According to the Bureau of Labor Statistics (BLS), the coming years expect to see a rise in job openings for welders, cutters, solderers, and brazers. With this increase, we’re excited to partner with programs that offer training for this growing field. What can a career as a welder mean for you, and how can you get there? This industry spotlight is here with the answers!
What's the outlook for welders?
According to the BLS, employment of welders is expected to grow by 8% from 2020-2030, matching the national average across all occupations. Aging infrastructure across the country will necessitate this increase, as the expertise of welders, cutters, solderers, and brazers is needed to help rebuild and repair bridges, highways, and buildings.
Overall, an average of about 49,200 job openings for welders, cutters, solderers, and brazers are expected each year over the next decade!
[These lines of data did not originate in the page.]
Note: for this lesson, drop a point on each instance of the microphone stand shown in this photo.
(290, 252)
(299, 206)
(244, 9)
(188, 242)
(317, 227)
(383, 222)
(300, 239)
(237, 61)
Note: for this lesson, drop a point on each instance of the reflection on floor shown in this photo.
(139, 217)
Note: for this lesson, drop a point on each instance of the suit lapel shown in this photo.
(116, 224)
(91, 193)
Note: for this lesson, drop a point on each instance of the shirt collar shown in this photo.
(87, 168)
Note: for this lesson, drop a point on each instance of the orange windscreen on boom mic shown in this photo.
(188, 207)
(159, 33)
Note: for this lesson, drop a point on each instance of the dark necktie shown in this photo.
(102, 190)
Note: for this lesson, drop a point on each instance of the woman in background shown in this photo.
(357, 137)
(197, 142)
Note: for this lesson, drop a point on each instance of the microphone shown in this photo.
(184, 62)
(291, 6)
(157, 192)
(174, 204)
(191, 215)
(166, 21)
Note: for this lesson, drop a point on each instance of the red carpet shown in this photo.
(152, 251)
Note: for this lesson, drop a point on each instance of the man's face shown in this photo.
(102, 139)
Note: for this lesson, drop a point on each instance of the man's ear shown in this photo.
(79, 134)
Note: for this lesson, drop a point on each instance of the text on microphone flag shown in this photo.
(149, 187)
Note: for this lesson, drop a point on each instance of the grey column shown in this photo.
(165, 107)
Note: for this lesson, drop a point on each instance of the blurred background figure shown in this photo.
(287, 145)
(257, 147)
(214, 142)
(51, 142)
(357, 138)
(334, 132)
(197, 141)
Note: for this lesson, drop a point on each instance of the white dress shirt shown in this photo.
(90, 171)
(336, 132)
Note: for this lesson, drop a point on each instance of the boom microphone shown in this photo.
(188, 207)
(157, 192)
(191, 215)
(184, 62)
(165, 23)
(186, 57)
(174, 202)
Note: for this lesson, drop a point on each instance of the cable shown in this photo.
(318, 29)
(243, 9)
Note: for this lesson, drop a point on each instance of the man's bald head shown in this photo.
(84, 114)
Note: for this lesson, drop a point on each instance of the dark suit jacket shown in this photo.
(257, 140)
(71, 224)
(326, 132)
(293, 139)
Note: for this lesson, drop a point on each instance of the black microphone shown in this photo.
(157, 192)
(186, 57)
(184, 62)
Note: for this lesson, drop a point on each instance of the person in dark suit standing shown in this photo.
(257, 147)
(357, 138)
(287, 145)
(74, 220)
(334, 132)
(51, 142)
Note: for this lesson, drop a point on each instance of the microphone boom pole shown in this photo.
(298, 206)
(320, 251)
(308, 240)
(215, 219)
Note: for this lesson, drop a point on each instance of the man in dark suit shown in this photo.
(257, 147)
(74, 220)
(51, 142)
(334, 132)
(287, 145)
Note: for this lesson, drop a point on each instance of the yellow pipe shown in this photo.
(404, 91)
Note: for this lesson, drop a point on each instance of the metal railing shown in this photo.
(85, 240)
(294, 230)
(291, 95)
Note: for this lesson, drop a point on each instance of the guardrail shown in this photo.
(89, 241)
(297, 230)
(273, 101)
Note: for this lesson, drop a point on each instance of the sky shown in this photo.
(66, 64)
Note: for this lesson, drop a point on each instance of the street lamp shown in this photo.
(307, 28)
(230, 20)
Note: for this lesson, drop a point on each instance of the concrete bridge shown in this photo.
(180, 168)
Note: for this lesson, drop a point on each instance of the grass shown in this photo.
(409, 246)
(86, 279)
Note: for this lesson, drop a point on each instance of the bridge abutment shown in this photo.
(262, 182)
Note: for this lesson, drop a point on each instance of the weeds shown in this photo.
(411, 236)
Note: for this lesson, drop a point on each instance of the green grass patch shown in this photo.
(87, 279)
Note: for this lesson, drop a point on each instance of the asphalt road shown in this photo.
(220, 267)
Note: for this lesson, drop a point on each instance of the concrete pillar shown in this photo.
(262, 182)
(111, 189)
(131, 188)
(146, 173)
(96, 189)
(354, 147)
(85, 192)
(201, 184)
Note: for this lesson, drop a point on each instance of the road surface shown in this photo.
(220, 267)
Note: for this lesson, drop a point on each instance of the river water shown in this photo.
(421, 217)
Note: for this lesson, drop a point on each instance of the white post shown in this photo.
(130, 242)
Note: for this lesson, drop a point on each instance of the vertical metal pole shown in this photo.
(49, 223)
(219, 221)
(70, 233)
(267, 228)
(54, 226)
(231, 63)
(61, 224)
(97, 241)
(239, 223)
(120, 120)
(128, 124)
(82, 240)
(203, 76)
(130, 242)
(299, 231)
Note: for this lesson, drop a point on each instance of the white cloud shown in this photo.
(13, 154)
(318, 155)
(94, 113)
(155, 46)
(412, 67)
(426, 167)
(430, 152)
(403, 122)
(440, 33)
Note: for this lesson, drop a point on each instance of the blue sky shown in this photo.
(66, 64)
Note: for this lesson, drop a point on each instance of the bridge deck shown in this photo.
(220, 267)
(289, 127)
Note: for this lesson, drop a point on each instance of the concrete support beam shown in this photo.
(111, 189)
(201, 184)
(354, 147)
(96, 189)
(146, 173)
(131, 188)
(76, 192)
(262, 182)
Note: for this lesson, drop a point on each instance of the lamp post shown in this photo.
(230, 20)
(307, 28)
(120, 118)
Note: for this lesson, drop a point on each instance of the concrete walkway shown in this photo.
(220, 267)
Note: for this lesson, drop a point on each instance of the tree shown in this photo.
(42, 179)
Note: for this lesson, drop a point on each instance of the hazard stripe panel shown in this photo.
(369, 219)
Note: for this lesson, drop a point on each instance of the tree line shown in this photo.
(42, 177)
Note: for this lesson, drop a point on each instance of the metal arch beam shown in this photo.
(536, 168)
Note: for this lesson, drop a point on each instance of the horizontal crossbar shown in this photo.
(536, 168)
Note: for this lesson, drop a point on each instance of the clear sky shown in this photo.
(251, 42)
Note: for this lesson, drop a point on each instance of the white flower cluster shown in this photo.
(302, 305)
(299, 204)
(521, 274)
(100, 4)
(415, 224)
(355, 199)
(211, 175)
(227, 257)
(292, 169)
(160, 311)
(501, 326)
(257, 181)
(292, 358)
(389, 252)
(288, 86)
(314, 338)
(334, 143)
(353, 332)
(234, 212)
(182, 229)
Data from https://www.bls.gov/ooh/production/welders-cutters-solderers-and-brazers.htm#tab-6
How can you become a welder?
To become a welder, cutter, solderer, or brazer, you typically need a high school diploma or equivalent, as well as technical and on-the-job training. While you could pursue a degree in welding, which can take at least two years and cost between $40,000–$100,000, another option is to enroll in a career training program. These can take less than two years to complete (some spanning as little as seven months) and cost $5,000–$15,000.
This type of training can be found at vocational–technical institutes, community colleges, and private welding, soldering, and brazing schools — including several that Climb partners with for payment options!
What could your career trajectory look like?
Choosing to become a welder can set you on a variety of career paths. Below are three typical trajectories, according to Payscale!
To view the full career trajectory flowchart for welders, visit https://www.payscale.com/research/US/Job=Welder/Hourly_Rate.
How can we meet the demand for welders?
There are many valuable career training programs across the US — they even managed to keep classes going during remote learning in the midst of COVID-19! However, the cost of attending a welding program can cost an average of $6,850, alongside the cost of books, equipment, and living expenses. Offering diverse payment options, such as payment plans or loans, will help open the door to more people. This is why Climb partners with welding schools schools — our mission is to increase access to career-advancing education! By evaluating schools and partnering with them to provide payment options, we hope to open the door for more people to reach their education and career goals.